Reaching out to the community means zilch as far as road capacity is concerned. Our recommendations for shuttle service between the proposed Walmart and the Petworth Metro Station were ignored. So was the very urban idea that if people spend at least $50 on a transaction, that they should be able to get the products delivered.
Ward 4 Councilwoman Muriel Bowser said Mayor Vincent Gray is working on a community plan requiring Wal-Mart to participate in job training efforts and support businesses in the Georgia Avenue corridor. Wal-Mart last week donated $3 million to a citywide job training program.
"We're talking about 300 jobs just on Georgia Avenue, plus [the upcoming development at] Walter Reed," Bowser said. "What's very exciting about this is that for the first time in many years a lot of developers are interested in the corridor."
Similarly, in the mid-1990s, the Maryland Transit Administration produced a plan for streetcar service on Rhode Island Avenue/Route 1.
6. "The Arlington way, green and lean." Dr. Gridlock's Sunday feature does discuss the integration of land use and transportation planning, infrastructure, and process. From the article:
Leach, who has been in that job for seven years, thinks the county has done pretty well in using the transit and land-use strategy developed decades ago to create communities that work, but "we're never done." He foresees at least four decades of retrofitting and refining.

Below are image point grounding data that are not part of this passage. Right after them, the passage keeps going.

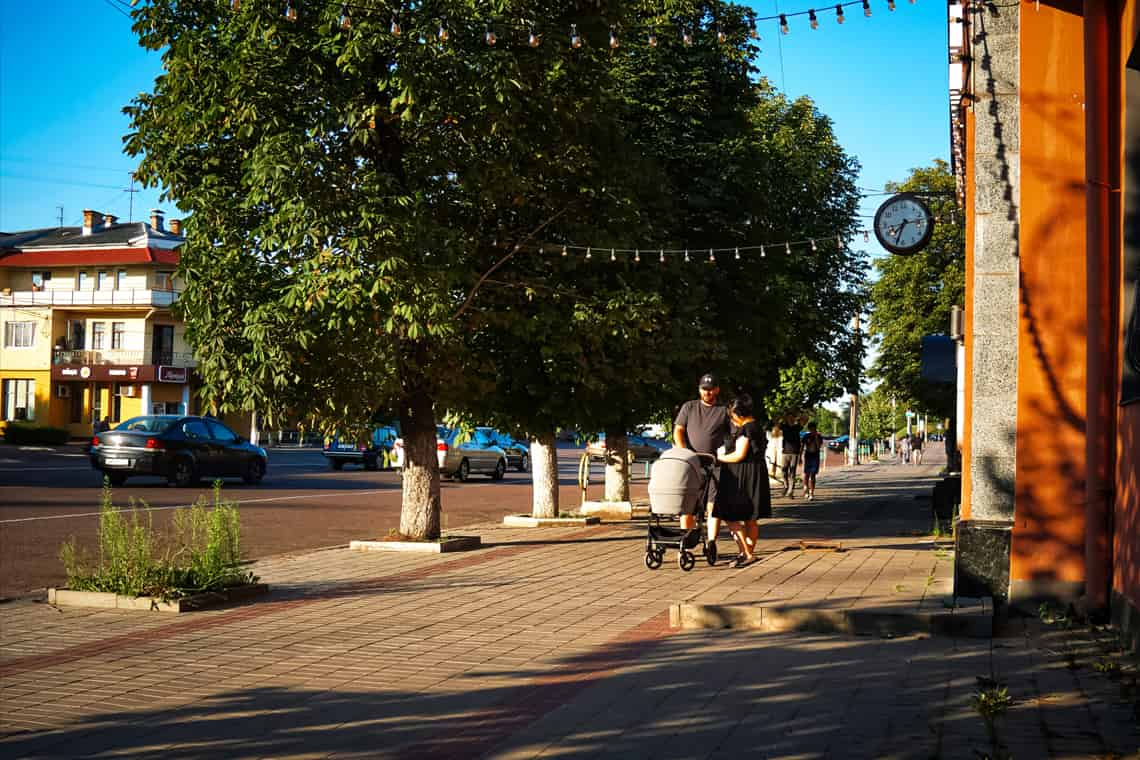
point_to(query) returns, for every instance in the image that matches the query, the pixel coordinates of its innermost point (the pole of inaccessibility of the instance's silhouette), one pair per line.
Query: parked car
(518, 452)
(182, 449)
(643, 448)
(461, 455)
(372, 454)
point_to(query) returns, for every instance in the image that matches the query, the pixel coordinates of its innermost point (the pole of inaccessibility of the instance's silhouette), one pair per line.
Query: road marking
(186, 506)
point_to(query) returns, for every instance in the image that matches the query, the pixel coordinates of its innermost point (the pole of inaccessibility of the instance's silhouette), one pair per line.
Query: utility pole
(853, 432)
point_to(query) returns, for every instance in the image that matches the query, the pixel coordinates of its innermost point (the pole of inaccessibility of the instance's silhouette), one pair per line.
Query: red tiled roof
(90, 258)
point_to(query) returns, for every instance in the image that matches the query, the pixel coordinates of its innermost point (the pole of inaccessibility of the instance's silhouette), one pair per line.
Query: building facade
(1045, 125)
(87, 324)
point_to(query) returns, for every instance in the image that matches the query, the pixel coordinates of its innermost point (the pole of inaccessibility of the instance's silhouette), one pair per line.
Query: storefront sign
(172, 374)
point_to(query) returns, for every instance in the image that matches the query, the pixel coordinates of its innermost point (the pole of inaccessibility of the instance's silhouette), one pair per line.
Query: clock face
(903, 223)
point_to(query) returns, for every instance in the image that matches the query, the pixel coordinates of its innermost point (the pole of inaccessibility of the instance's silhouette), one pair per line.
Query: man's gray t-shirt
(706, 427)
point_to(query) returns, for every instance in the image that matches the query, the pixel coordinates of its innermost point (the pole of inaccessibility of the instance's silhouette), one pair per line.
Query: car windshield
(147, 424)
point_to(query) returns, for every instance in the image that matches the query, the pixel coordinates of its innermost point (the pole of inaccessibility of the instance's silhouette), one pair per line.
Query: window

This view treats the Orange Line and the Blue Line as a great start, then adds sidewalks, bus hubs, bike routes and enhanced travel information to the getting-around strategy. It looks at how people move, not just vehicles.
Leach also knows that the county government needs to have the data when its own communities look over new development and transportation plans: "We need to be able to tell the story of how these neighborhoods perform, how do people travel, in addressing people's concerns about change."
Often, the transportation and land-use plans increase density. Is that going to create a better place, or just add traffic? ...
The county's physical environment and its transportation policies encourage residents to leave their cars at home.
Driving: Arlington residents make 40 percent of daily trips by driving solo, a rate lower than that for any part of the region except the District. When they drive alone, it's most often for work, commuting or shopping. They drive alone for 33 percent of trips made within the county.
Alternatives: They make a larger share of daily trips by transit and walking than do residents in any part of the region other than the District: 16 percent of trips are on foot, 11 percent are by train or bus, about three in 10 trips are by driving or riding with others.
DC has the right spatial pattern, and in many parts of the city, robust transit infrastructure.
But too often we ignore these real life examples of what works (and what doesn't).
Over the long term, that will cost us all greatly.